Ser um drogado é ter um emprego de horário integral. Marcos tinha a teoria que era preciso um dia de 48 horas para conseguir conviver com o mundo lá fora. Ou, quem sabe, uma droga que durasse mais. Ele não gostava de vender, mas odiava ainda mais não ter dinheiro para comprar. E por isso vendia a amigos mais chegados, que chegavam a sua casa. Muitas vezes tremendo não por frio.
Mal havia anoitecido e três figuras já bateram em sua porta. Sentado em seu sofá e comprado de sua mercadoria. É tudo puro negocio, mas o termo arrepia quem quer esquecer por algumas gramas a frieza que é o mundo. Por isso o teatro. Marcos os cumprimenta como velhos amigos, embora alguns sejam mesmo. Senta no sofá, batem dez minutos de prosa ou mais até que o interessado pergunta “Po, já que eu estou aqui, você tem alguma coisa pra vender?”. Marcos finge não estar preparado para vender, divide a quantidade ali na hora, vende, confraternizam uma dose e se despedem. Um teatro dos meninos perdidos, que usam óculos escuros na luz da lua.
Diego fora a primeiro a aparecer, o que é muito raro para um maconheiro de merda como ele. Eles costumam ligar quase meia noite, querendo para dez minutos depois. Deixam tudo para última hora. São uns filhos da puta. Diego também é, mas é um bom amigo também. Se apareceu mais cedo foi porque não ficou ofendido com o estouro que Marcos deu na última vez que aparecer bêbado às uma da manha pedindo um baseado. Para esse tipo de drogado, a onda é só uma euforia. O papo antes da comprar é só sobre a festa que ele está prestes a ir e Marcos precisa recusar o convite sempre. Os tempos mudam, as pessoas mudam e as drogas também. Diego era o único cara que comprava bala com Marcos e representava mais da metade de seus lucros.
Antes de Diego sair, ainda chegou Nick. Nome de playboy, personalidade de playboy. Mas não do mesmo. Nick era apenas um cara que cresceu num berço de ouro, não conheceu o mundo fora de casa da maneira certa. Se apaixonou pela rua e amaldiçoou sua casa. E para ele a rua era luzes, música e drogas. Marcos gostava desse tipo de companhia. A presença da droga era algo leve, uma boa relação. Na teoria de Marcos com Nick não havia atritos morais, depressão ou fuga de alguma coisa. Nick sentava no sofá puxava um assunto qualquer e sempre sorria. Se era verdadeiro ou não, ninguém preferia descobrir. Pagava sempre na hora, ficava um pouco mais conversando e abrindo o pacote. Mas dessa vez não ficou. Foi embora até antes de Diego. Mas pela menos logo depois Diego também foi.

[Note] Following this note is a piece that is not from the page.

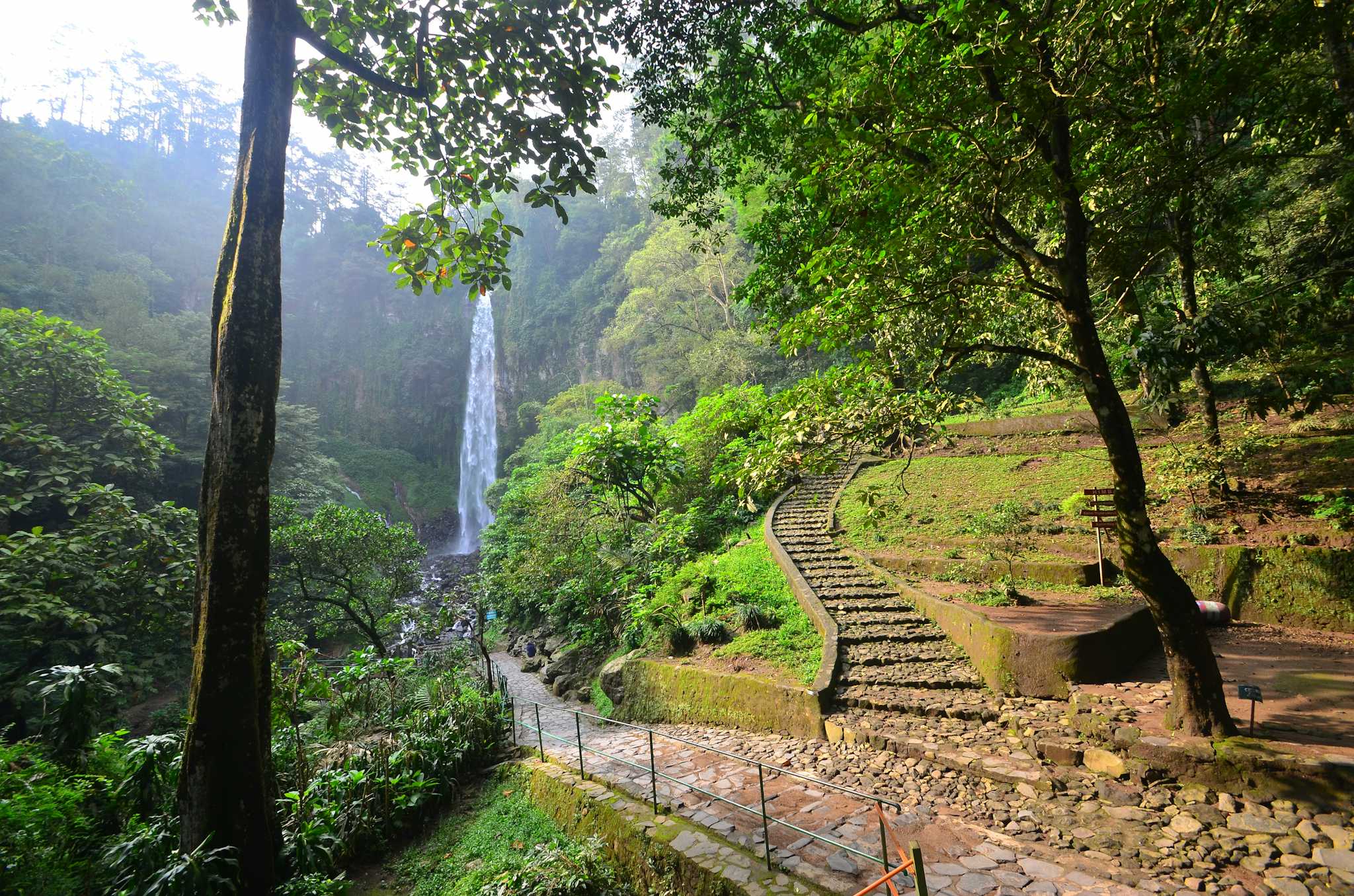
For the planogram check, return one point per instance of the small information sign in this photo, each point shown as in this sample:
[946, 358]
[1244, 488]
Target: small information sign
[1253, 693]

Quando já era esperado um movimento maior, chegou Jeferson. Um grande menino perdido. Um cara de muitas palavras, porém poucas confissões. Marcos sabia muito pouco sobre ele. Mas era de longe a companhia que mais lhe deixava a vontade. Na teoria de Marcos as razões de Jeferson eram nobres para a alma. Ele amava a onda, usava por prazer. Pra esquecer do que não tem certeza. Por causa de pessoas como ele que a droga existia. Quando Jeferson senta no sofá pede logo seu pacote "Vamos primeiro aos negocios" e depois conversa. Fica horas ainda ali, quando vai embora não diz para onde.
Depois de já dar por encerrada noite. Uma batida diferente ecoa do portão de sua casa. O rosto de Julian era familiar, mas não ali. Um rapaz geração saúde. Nunca se envolveu com drogas, nunca criticou, mas nunca se misturou as loucas sessões de outro mundo. Sempre soube a hora certa de ir embora. Mas quando sentou na sua frente e estendeu o dinheiro, seus olhos carregavam um ressaca da vida. Vermelhos de um sentimento qualquer, ou todos eles. "Você prepara pra mim. Que eu não sei". Marcos soube que a pouco dias a mãe de Julian havia morrido de cancêr. De uma hora pra outra souberam que ela só tinha dois meses de vida. E para esse motivo Marcos não tinha uma teoria. Só olhou bem nos olhos e negou a droga para Julin, que nem se revoltou apenas pediu uma explicação. Marcos lhe deu duas:
1 - Não há lugar pior pra onde você pode ir agora.
2 - Eu preciso de você careta. Uma amizade como a sua é meu único refúgio para quando eu quiser pular fora também.